——周恩来骨灰撒落地点与含义
厚葬祖先,泽被子孙,这是我们中华民族沿袭了几千年的传统。然而,开国总理周恩来却是个例外。他当上一国总理之后,不仅没有为自己家中的先人修陵造墓,还先后用各种方法把绍兴、淮安和重庆这三处的先祖及父亲的坟就地平掉,坟地交给当地农民使用,首开中华民族殡葬改革的先河。对这件事,周恩来说:“人死了,不做事了,还要占一块地盘,这是私有观念的表现。”不仅如此,周恩来生前还留下嘱咐:死后火化,不保留骨灰,把他的骨灰撒向祖国的山山水水。
邓颖超同志说:“早在1956年,我和恩来都曾在中央倡导人死后要火化的倡议书上签了字。同时,我俩相约,死后不保留骨灰。”她说:“人死后土葬留坟到平坟还耕是殡葬改革的第一次进步,从全尸土葬到火化再葬或是保存骨灰又是一次进步;而只有从火化存灰到火化后撒掉骨灰才是殡葬习俗最后、最彻底的一次革命!”
周恩来的骨灰到底洒在了何处?每一处都有些什么含义?似乎该告诉人们,或者叫做解密了。笔者因为在淮安周恩来纪念馆工作的关系,曾先后无数次接触和拜访过参与撒周恩来骨灰的四个人中的三位:时任中共中央调查部部长的罗青长;时任西花厅党支部书记、周恩来生前副卫士长的张树迎;时任西花厅党支部委员、周恩来生前卫士高振普(还有一位是时任中共中央组织部部长的郭玉峰),多次聆听他们关于撒周恩来骨灰的情况和撒在每一处的含义。
1976年1月16日晚20:15,一架原本用于撒农药的苏制安—2飞机平稳地起飞后,分别在北京城、密云水库、天津的海河和山东滨州的黄河入海口这四处上空撒掉了周恩来的全部骨灰。每撒一处都有一定的含义。
头把骨灰撒北京 与首都人民心连心
北京是我们伟大祖国的首都。1918年夏天,留学日本的周恩来回国度暑假,在北京与父亲在一起生活,共享天伦之乐。那是北京给他留下的最早印象。一年之后,周恩来等在“五·四”运动中数度在京、津之间往返,与他的战友马骏、张若茗等一起去北京在总统府前请愿,留下了他们大闹天安门的足迹。

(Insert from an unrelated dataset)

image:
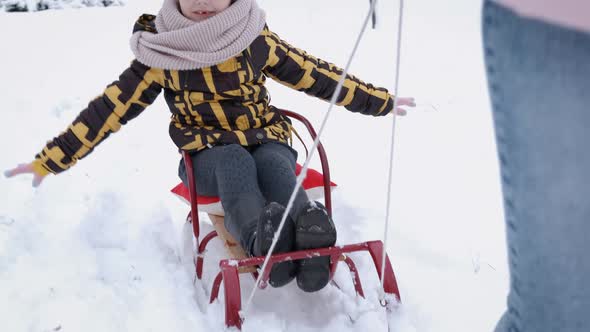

新中国成立后,周恩来担任党和国家领导人长达四分之一个世纪,与首都人民朝夕相处,情深似海。在北京,他曾和各党、各派、各界代表为人民英雄纪念碑铲土奠基,无数次在天安门广场参加包括开国大典在内的大型重要集会;他曾为北京市的城市改造付出巨大的心血:保留团城,移建牌坊,建北京火车站,人民大会堂……在他的总理任内,北京的哪一座大的建筑没渗透着周恩来的心血?连新华门前那对无名的石狮子能躲过十年浩劫“活”到今天,也凝聚着周恩来的心血与智慧!在他重病期间还要乘上施工用的电吊车登上施工中的北京饭店顶部,实地观察北京饭店究竟建多高才适宜;在首都,他还亲自参与处理了建国初的高岗、饶漱石事件,文革中的林彪事件;在北京,他会见了多少外国元首和政府首脑:金日成、胡志明、尼克松、田中角荣……终于使中国重返联合国,让中华民族立于世界民族之林;在人民大会堂,还留有他要为实现中国四个现代化而呼号的余音,那是他留给全党和全国人民的政治遗嘱。他关心着北京市民的用水,关注着北京街头的整洁,也关心着北京市民的出行交通。如此等等。他与首都人民有着血肉深情的联系。把他的骨灰撒在北京,就是让他和北京人民永远在一起,与首都人民心连心,心贴心。
二把骨灰撒密云 难忘治水为人民
周恩来的第二把骨灰是撒在密云水库上空的。
北京是个严重缺水的城市。新中国成立前,供给市区的地表水源只有城西郊的玉泉山一地,年平均供水量在3000万立方米左右。远远不能满足需要,更跟不上工农业发展和人口不断增加的新形势。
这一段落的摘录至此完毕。